L’aérodrome de Sidi Bel Abbès a abrité, dimanche et lundi, les premiers essais d’un aéronef de type deltaplane pendulaire, conçu et réalisé par Reda Zergui, un jeune inventeur de Tébessa, selon les membres de l’aéroclub local.

Supervisés par des chercheurs du Centre de recherche des technologies industrielles de Bou Ismaïl (CRTI-Alger) et le ministère de l’Enseignement supérieur, ces essais ont d’abord porté sur des exercices de «roulage» sur la piste longue de 1500 mètres, et ce, à la vitesse de décollage pour «évaluer l’endurance des pièces assemblées ainsi que la stabilité de l’aéronef», précisent nos interlocuteurs.

Hicham Belkacem, pilote d’essai, ainsi que Azzeddine Aïssou, pilote-instructeur de Béjaïa qui exerce actuellement à Aurès-Aviation (Batna), ont procédé aux premiers tests de cet aéronef de conception algérienne. «Si la première journée a été consacrée au roulage sur piste, le lendemain, ce fut une journée décisive pour le pilote d’essai et son conseiller, le pilote-instructeur, de décider de prendre les airs», soulignent les membres de l’aéro-club.

Ainsi, après la reprise des essais de roulage pour confirmer les actions correctives découlant des réserves relevées la veille, le pilote d’essai a conclu que le deltaplane présentait toutes les garanties pour entamer son envol. «Un rendez-vous final est prévu dans les jours qui viennent pour entamer le baptême de l’air de cet aéronef», ajoutent-ils. Il y a lieu de préciser qu’au cas où cet aéronef sera homologué par les autorités compétentes (l’organisme Vérital), il sera d’une utilité capitale aux aéroclubs d’Algérie qui souffrent énormément du manque d’un matériel volant en raison des coûts élevés des avions légers, même ceux fabriqués localement, alors que la fabrication de ce type d’aéronef, qu’il soit à trois axes ou pendulaire, peut servir d’appoint positif à l’économie nationale et à la dizaine d’aéroclubs que compte le pays.

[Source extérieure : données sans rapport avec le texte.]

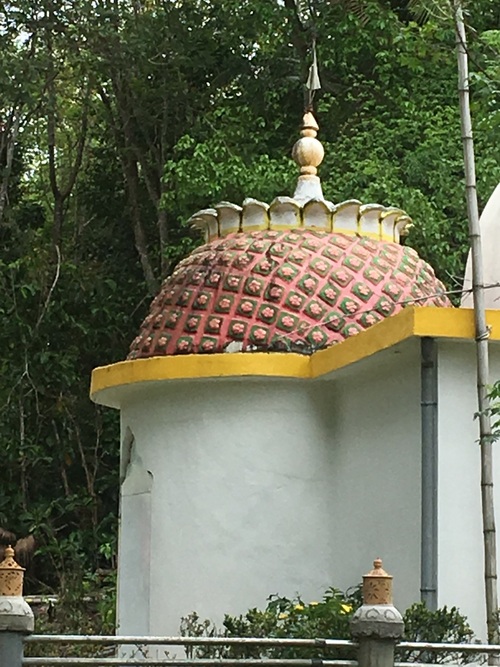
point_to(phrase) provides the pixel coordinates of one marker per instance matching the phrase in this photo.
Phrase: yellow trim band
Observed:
(451, 323)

Pour le docteur Kechida, directeur de la plateforme technologique du Centre de recherche des technologies industrielles de Bous Ismaïl, l’aéroclub de Sidi Bel Abbès est en passe de «devenir un lieu de convergence pour tous les essais des nouvelles innovations de la plateforme aéronautique». Selon lui, outre les essais consacrés aux deltaplanes, des tests d’atterrissage automatique de drones sont prévus dans les prochains jours à Sidi Bel Abbès. Rappelons que le CRTI n’en est pas à sa première expérience au niveau de Sidi Bel Abbes, où, depuis peu, l’université Djillali Liabes a mis sur pied un département d’aéronautique. «L’aéroclub de Sidi Bel Abbès attire aujourd’hui des étudiants en aéronautique de tout le pays. Nous espérons que les pouvoirs publics appuient les efforts de formation et de recherche dans un domaine qui peut ouvrir d’énormes perspectives économiques à la région», confient nos interlocuteurs.